Nigeria

Mercy at a Glance

FoundedArea of MinistriesWebsite
1969Education; Development of Women; Youth Ministry; Spirituality; Catechetics; Cosmology/Care of Earth; Visitation of those in Prison, in Hospitals and in a Leprosariumwww.sistersofmercy.ie

Sisters of Mercy first arrived in northern Nigeria in the town of Yola (Adamawa State) in October 1969. They came from Dungarvan, Co. Waterford (Ireland). Additional sisters moved from Strabane, Co. Tyrone (Ireland) to Minna, Niger State, in 1975, and from the Armagh Diocese (Ireland) to Lagos in 1986. The ministries in which the initial Sisters of Mercy were engaged were secondary education, charismatic renewal, catechist training, work with women, visitation (home, hospital, and prison), and running a medical clinic.

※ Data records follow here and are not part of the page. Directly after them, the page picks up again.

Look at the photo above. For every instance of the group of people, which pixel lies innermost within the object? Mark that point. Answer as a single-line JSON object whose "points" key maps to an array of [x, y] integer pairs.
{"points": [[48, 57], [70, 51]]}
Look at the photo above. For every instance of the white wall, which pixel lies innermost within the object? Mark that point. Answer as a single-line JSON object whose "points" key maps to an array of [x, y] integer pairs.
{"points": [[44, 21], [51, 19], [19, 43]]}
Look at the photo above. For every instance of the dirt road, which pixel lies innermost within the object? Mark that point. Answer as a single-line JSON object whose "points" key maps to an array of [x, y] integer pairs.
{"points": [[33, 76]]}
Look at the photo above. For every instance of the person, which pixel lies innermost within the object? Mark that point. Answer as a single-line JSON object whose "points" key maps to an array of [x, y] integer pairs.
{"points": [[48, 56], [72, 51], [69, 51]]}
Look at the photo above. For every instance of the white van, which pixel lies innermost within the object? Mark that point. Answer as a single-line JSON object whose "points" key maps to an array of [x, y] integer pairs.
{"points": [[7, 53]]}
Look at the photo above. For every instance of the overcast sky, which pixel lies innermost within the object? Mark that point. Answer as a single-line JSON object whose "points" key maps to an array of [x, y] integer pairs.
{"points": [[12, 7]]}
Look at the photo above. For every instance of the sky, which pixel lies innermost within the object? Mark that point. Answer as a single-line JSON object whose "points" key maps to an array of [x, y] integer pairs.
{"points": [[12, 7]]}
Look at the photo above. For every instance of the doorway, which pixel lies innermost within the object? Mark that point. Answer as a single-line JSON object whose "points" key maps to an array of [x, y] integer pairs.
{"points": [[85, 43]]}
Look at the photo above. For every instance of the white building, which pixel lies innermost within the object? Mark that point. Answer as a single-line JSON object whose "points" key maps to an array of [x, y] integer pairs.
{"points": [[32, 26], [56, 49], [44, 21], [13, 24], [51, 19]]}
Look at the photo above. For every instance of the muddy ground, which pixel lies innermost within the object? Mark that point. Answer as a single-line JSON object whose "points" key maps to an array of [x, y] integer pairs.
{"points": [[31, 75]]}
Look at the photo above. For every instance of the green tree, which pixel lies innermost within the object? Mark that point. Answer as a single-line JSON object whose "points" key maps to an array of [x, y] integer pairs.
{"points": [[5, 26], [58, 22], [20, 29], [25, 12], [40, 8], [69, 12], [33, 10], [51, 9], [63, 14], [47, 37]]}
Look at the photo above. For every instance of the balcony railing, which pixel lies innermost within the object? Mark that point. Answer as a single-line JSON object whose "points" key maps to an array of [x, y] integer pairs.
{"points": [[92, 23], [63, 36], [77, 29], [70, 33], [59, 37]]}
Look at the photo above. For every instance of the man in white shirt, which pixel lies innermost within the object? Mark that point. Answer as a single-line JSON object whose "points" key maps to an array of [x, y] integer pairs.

Today, Sisters of Mercy minister in Minna and Yola, having withdrawn from Bare in 1990 and from Lagos in 1998. The various Mercy communities formed one group in 1993 and chose to be attached to the Northern Province of the Congregation of Sisters of Mercy (Ireland) when that congregation was formed in 1994.

Ministries of Sisters of Mercy in Nigeria include primary school education; the education and development of women; formation ministry; spirituality; catechetics; cosmology/care of the earth; visitation of those in prison, in a leprosarium, and in hospitals; work with widows’ associations; youth ministry; ministries with parishes and small Christian communities; staffing a justice desk.

The Sisters of Mercy direct the Rahama Centre for Women in Yola which focuses on the education and development of women and the Sabon Rayuwa Ecological Training Centre which provides a model of compassionate, earth-friendly and hospitable living grounded in the bio-region and underpinned by a theology of right relationship with God, self, others, and the cosmos.

All of the Sisters of Mercy in Nigeria are involved in the care of Earth.